2) A new block message would be created which allows relaying this "reduced block" (also useful in reducing the orphan cost of blocks).
3) The full transaction would be stored in the DTT. Individual nodes would store a subset of the DTT.
4) Current "full nodes" could be converted into DHT nodes by simply maintaining a 100% share of the DHT.
The naive solution would be for individual nodes to drop all txns which aren't in their share and use the DTT as needed. This would be rather inefficient as the probability of a node needing a particular txn (either internally or because it was requested by a peer) is not consistent for all txns. Certain txn would always be maintained in the local cache those would include:
a) Txns in "recent" blocks. In the event of a reorg updating the UTXO requires knowing the details of the txns of the block being orphaned.
b) Txns in the UTXO. This is txns which have at least one unspent output. The UTXO is needed to validate new txns and new blocks.
c) Txns in the memory pool. This is the set of txns which are valid and known to the node but not yet included in a block. If block messages include txns hashes only the memory pool will be needed to validate a block.
d) Txns involving the user's keys. This isn't a requirement but a user has a vested interest in ensuring copies of his txns are maintained. If nothing else this may be psychologically useful to improve trust in the DHT concept.
Understand however the integrity of txns comes from their txn hash (TxId) so a "badly optimized" DHT would have suboptimal performance but not reduced security.
Some rough numbers of the current storage requirementsFull raw blockchain = ~18.9 GB
Undo chain = ~2.5 GB (can this be reduced? seems undo information past say the last 144 blocks would be of little value)
Blockchain Indexes = ~2.0 GB (I haven't decoded these but find it interesting it is so large relative to the blocks)
Chainstate (UTXO) = ~400 MB (compressed format contains unspent outputs & txn metadata only)

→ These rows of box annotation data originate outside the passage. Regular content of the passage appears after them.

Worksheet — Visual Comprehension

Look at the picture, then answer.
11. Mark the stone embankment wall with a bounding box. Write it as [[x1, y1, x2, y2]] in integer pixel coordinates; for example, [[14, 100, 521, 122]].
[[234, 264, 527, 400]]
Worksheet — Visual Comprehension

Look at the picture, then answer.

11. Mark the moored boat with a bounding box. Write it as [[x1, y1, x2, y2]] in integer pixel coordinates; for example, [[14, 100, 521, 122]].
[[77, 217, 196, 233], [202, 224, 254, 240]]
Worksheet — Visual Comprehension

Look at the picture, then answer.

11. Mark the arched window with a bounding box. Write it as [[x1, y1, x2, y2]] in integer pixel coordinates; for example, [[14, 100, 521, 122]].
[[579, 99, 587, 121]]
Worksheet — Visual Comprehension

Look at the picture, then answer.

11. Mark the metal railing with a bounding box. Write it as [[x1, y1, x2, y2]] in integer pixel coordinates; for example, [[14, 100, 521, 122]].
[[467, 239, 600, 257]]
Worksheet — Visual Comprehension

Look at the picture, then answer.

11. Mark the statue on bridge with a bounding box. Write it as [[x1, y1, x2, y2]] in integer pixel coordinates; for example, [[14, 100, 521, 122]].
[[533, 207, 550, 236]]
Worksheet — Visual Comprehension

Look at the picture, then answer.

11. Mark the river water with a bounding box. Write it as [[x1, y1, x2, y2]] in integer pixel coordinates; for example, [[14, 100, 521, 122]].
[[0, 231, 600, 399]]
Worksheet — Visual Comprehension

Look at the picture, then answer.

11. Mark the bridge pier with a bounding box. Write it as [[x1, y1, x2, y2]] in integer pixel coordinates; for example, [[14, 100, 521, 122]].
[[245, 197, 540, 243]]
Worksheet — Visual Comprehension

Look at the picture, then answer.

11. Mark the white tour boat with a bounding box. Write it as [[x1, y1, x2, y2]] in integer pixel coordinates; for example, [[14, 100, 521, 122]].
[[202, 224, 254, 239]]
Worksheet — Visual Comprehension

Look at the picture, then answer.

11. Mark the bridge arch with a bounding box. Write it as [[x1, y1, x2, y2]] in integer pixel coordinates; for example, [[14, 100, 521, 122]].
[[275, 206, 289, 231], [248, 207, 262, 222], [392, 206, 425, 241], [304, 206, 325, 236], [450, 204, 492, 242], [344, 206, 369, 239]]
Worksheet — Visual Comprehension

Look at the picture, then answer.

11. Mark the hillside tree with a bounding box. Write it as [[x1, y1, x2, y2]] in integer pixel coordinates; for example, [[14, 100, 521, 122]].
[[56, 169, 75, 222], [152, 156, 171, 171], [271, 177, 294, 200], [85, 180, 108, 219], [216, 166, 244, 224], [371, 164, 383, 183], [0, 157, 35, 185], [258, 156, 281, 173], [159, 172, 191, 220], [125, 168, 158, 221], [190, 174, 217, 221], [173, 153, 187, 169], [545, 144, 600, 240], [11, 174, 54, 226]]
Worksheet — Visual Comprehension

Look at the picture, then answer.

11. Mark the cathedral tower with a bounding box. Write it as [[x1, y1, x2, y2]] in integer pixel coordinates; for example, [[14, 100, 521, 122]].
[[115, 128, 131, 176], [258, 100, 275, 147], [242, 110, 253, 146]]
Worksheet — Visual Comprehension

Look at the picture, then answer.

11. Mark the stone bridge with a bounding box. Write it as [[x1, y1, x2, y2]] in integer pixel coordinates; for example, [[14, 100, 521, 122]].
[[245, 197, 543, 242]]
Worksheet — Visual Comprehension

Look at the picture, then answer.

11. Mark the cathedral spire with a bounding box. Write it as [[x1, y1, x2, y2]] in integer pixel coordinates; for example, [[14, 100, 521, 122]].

Memory Pool = <1MB (unconfirmed txns, 538 at time of post)
Total: ~23.8 GB
The current blockchain statsNumber of blocks: 307,394
Number of transactions: ~41,182,000
Number of unspent txns: 3,347,562 (a txns with at least one unspent output)
Number of unspent outputs: 11,648,626
Breaking this downSize of hash-only blocks: 1,320 MB (includes headers & txn hashes)
Size of the UTXO: 400 MB (unspent outputs only)
Size of the Unspent Txns in entirety: ~1,500 MB
So the local cache storage requirements for a DHT node would be: 1.7 GB (or 2.8 GB if full txns of UTXO elements are retained). If we assume the average node maintains a 5% DHT share of the remaining txns (bulk of the block bodies) that would be another 1GB. DHT nodes would also keep a local copy of all memory pool but that is a rounding error on storage requirements.
This wouldn't reduce the bootstrap time or (or amount of bandwidth used) for bootstrapping full nodes. As a full node you would still need to download 100% of the txns of 100% of the blocks to verify the longest chain is the longest valid chain. However once bootstrapped the ongoing resource requirements would be reduced. This would work best if the protocol contained a block message which just sent blockheader & txns hashes. Currently when a full node receives and verifies a new block which extends the longest chain it stores the full block and removes the now spent txns from the UTXO. DHT nodes would instead record the reduced block (header & hashes only), then saved its DHT share of the spent txns and discard the rest. To reduce the overhead from reorgs and provide better coverage for syncing nodes needing only the tip of the blockchain it may make sense for DHT nodes to retain all txns for the most recent x blocks (144? one block day?).
If a structure like this was used for all nodes then "full nodes" would simply be nodes participating in the txn DHT that retain a 100% copy of the full txn set. The best comparison would be to the status of a "seeder" in the bittorrent protocol. Since all DHT nodes would retain a full copy of the UTXO these nodes could still support SPV clients. SPV clients could actually support the network by retaining a portion of the txn set. Retaining older txns would be especially beneficial in that they could reduce the load on full nodes when the network bootstraps new full nodes.